Machine Learning and Misinformation
The creative aspects of machine learning are overshadowed by visions of an autonomous future, but machine learning is a powerful tool for communication. Most machine learning in today’s products is related to understanding.
By Paul Soulos, Engineer and Interaction Designer.
Communication is an essential pillar of society. Humanity’s progression over the past millennium was largely driven by the development and evolution of communication as a tool for distributing siloed thoughts from one individual to others. Communication is naively defined as content and the mode of transmission — symbols manifested as images, language transmitted through speech and writing, digital files sent through the internet. These are methods through which we communicate thoughts, ideas, facts, and opinions. New forms of communication emerge to expand the lexicon of thought and reduce the friction required to create and transmit content.
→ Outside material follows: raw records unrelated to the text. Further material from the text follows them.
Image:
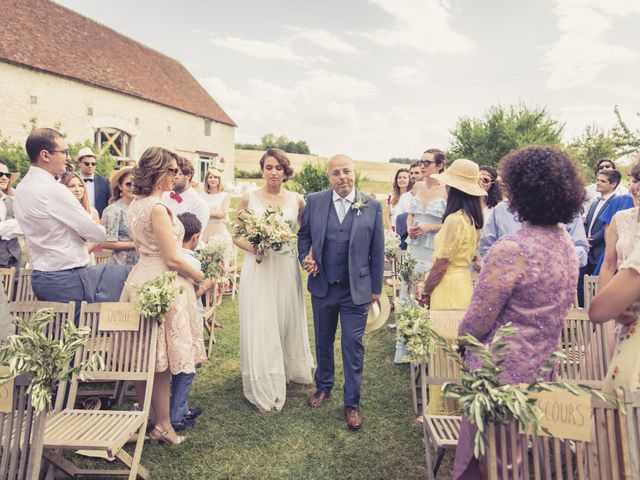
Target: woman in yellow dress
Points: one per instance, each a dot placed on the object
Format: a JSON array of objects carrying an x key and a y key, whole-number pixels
[{"x": 448, "y": 284}]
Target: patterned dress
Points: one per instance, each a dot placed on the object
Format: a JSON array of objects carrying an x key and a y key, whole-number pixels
[
  {"x": 180, "y": 342},
  {"x": 114, "y": 219},
  {"x": 529, "y": 279}
]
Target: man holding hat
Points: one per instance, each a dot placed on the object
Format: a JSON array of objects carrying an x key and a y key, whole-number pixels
[
  {"x": 97, "y": 186},
  {"x": 341, "y": 246}
]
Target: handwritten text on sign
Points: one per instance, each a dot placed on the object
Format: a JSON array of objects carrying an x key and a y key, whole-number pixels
[
  {"x": 6, "y": 392},
  {"x": 119, "y": 316},
  {"x": 566, "y": 415},
  {"x": 446, "y": 322}
]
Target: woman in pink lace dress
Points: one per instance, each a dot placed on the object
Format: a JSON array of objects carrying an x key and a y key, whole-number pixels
[
  {"x": 158, "y": 237},
  {"x": 529, "y": 277}
]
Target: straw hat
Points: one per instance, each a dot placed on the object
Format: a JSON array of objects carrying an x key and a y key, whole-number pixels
[
  {"x": 464, "y": 175},
  {"x": 378, "y": 313},
  {"x": 85, "y": 152},
  {"x": 116, "y": 175}
]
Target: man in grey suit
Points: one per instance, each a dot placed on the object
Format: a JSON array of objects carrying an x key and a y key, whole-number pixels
[{"x": 341, "y": 246}]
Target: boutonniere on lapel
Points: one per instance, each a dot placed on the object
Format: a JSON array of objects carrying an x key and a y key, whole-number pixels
[{"x": 359, "y": 205}]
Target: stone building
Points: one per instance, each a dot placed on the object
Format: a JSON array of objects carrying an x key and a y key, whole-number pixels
[{"x": 65, "y": 70}]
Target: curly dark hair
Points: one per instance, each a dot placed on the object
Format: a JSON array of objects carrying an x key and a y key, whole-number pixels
[
  {"x": 544, "y": 184},
  {"x": 151, "y": 167},
  {"x": 494, "y": 194},
  {"x": 281, "y": 158}
]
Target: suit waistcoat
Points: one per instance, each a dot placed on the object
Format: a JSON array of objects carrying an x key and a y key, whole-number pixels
[
  {"x": 335, "y": 254},
  {"x": 9, "y": 248}
]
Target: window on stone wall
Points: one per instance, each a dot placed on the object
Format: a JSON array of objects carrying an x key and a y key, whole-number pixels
[{"x": 115, "y": 142}]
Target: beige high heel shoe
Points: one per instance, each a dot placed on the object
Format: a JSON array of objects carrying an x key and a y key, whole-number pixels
[{"x": 161, "y": 437}]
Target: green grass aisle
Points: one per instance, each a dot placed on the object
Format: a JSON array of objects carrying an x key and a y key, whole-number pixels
[{"x": 232, "y": 440}]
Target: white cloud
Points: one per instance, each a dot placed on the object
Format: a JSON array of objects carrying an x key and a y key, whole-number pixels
[
  {"x": 264, "y": 50},
  {"x": 423, "y": 25},
  {"x": 323, "y": 39},
  {"x": 582, "y": 50}
]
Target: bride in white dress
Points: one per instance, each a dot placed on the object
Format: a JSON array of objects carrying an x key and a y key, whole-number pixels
[{"x": 274, "y": 340}]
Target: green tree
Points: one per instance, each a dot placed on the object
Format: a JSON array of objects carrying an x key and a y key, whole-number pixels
[
  {"x": 627, "y": 140},
  {"x": 591, "y": 146},
  {"x": 486, "y": 140}
]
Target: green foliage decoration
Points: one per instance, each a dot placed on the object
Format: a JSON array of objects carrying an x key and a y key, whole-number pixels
[
  {"x": 48, "y": 361},
  {"x": 502, "y": 129}
]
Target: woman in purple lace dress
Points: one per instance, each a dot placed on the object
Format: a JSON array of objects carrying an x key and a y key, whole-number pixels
[{"x": 528, "y": 278}]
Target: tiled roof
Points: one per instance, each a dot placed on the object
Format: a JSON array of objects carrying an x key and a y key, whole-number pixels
[{"x": 45, "y": 36}]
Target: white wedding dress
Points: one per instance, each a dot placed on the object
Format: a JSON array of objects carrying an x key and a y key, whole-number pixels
[{"x": 274, "y": 339}]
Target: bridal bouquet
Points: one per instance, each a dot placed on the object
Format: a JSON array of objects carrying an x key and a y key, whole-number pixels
[
  {"x": 215, "y": 257},
  {"x": 266, "y": 230},
  {"x": 154, "y": 298}
]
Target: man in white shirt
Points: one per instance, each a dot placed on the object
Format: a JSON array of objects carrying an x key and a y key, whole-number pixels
[
  {"x": 55, "y": 225},
  {"x": 184, "y": 198}
]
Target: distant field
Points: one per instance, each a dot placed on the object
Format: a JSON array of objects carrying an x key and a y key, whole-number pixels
[{"x": 373, "y": 171}]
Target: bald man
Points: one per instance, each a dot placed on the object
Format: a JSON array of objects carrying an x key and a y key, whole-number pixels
[{"x": 341, "y": 246}]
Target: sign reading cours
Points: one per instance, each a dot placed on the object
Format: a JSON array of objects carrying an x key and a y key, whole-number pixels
[
  {"x": 566, "y": 415},
  {"x": 117, "y": 316}
]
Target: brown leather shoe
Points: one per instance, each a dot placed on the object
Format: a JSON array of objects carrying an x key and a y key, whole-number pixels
[
  {"x": 318, "y": 399},
  {"x": 353, "y": 417}
]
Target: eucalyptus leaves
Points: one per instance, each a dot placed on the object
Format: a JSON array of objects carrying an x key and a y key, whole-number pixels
[
  {"x": 47, "y": 360},
  {"x": 154, "y": 298}
]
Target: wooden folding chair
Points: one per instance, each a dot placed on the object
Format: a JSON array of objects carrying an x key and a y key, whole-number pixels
[
  {"x": 587, "y": 350},
  {"x": 440, "y": 431},
  {"x": 549, "y": 457},
  {"x": 127, "y": 355},
  {"x": 590, "y": 283},
  {"x": 21, "y": 434},
  {"x": 8, "y": 276},
  {"x": 24, "y": 293}
]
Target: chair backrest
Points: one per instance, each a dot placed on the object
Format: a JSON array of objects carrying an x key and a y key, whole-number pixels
[
  {"x": 548, "y": 457},
  {"x": 587, "y": 350},
  {"x": 24, "y": 292},
  {"x": 8, "y": 276},
  {"x": 21, "y": 435},
  {"x": 61, "y": 313},
  {"x": 590, "y": 283},
  {"x": 127, "y": 355},
  {"x": 102, "y": 257}
]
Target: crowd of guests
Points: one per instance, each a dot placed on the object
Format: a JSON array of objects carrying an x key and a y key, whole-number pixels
[{"x": 532, "y": 230}]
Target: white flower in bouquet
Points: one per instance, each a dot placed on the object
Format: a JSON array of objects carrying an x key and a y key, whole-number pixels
[
  {"x": 391, "y": 244},
  {"x": 155, "y": 298},
  {"x": 267, "y": 230},
  {"x": 215, "y": 257}
]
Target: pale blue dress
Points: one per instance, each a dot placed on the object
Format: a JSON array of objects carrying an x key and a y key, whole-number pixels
[{"x": 421, "y": 249}]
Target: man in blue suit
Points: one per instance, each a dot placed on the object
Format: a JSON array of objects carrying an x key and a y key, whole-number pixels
[
  {"x": 606, "y": 183},
  {"x": 97, "y": 186},
  {"x": 341, "y": 246}
]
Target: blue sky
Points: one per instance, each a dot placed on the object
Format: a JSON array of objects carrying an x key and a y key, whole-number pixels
[{"x": 381, "y": 78}]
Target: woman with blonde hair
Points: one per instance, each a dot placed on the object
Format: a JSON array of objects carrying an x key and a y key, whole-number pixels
[
  {"x": 77, "y": 186},
  {"x": 158, "y": 235},
  {"x": 218, "y": 201}
]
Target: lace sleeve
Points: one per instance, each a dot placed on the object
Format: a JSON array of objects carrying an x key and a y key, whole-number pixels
[
  {"x": 498, "y": 277},
  {"x": 633, "y": 261},
  {"x": 452, "y": 234}
]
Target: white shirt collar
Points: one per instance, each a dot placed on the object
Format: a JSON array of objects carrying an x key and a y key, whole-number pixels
[{"x": 350, "y": 198}]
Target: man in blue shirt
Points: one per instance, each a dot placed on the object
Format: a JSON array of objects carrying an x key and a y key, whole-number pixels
[{"x": 502, "y": 222}]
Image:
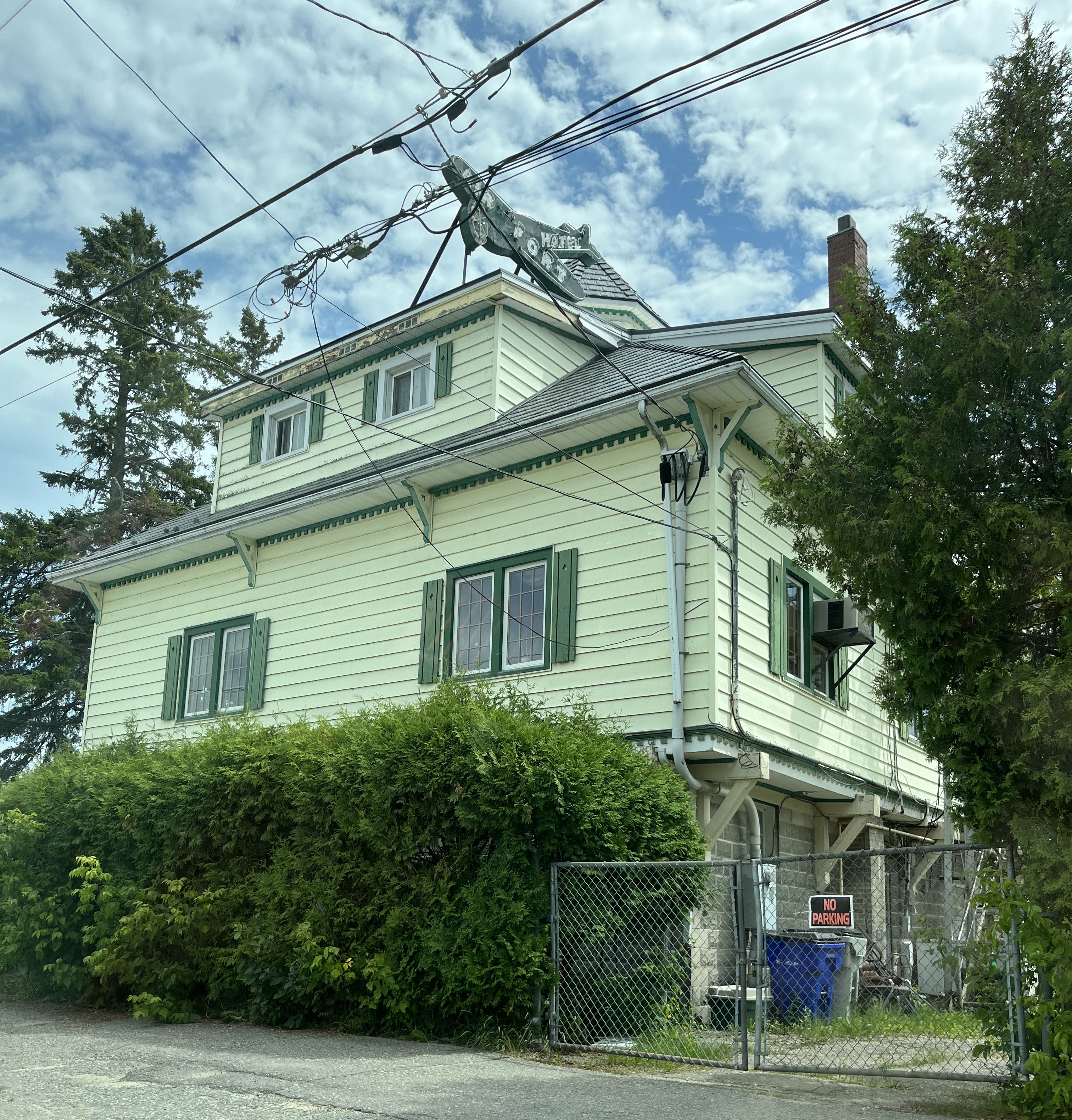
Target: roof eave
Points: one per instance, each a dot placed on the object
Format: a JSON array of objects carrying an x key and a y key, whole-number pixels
[{"x": 251, "y": 523}]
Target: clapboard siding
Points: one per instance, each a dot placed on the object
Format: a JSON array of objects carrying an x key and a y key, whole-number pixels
[
  {"x": 795, "y": 372},
  {"x": 532, "y": 357},
  {"x": 346, "y": 612},
  {"x": 343, "y": 448}
]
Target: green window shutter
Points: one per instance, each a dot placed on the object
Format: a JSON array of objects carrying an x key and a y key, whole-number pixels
[
  {"x": 173, "y": 667},
  {"x": 258, "y": 664},
  {"x": 369, "y": 401},
  {"x": 564, "y": 608},
  {"x": 776, "y": 612},
  {"x": 431, "y": 624},
  {"x": 445, "y": 364},
  {"x": 316, "y": 418},
  {"x": 841, "y": 664},
  {"x": 257, "y": 436}
]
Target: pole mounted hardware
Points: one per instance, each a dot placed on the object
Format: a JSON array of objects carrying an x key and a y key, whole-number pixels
[{"x": 540, "y": 249}]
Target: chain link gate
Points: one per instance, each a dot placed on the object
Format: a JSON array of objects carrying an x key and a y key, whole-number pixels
[{"x": 870, "y": 963}]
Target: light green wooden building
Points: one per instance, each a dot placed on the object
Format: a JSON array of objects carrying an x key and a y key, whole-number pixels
[{"x": 470, "y": 485}]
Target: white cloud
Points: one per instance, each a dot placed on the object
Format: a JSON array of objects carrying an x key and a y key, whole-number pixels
[{"x": 716, "y": 211}]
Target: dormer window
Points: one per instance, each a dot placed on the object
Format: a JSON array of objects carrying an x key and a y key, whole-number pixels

Computers are unique as communication tools because they are used for the creation, transmission, and consumption of content. Most tools before the computer aided in one of these categories, but the digital computer quickly became the de facto platform for media. This unified tool simplifies the process for communicating; you know that what you create on your screen can be instantly reproduced on another’s screen. But the goal is not simply to transmit bits from device to device, the goal is to transmit ideas from one person to another.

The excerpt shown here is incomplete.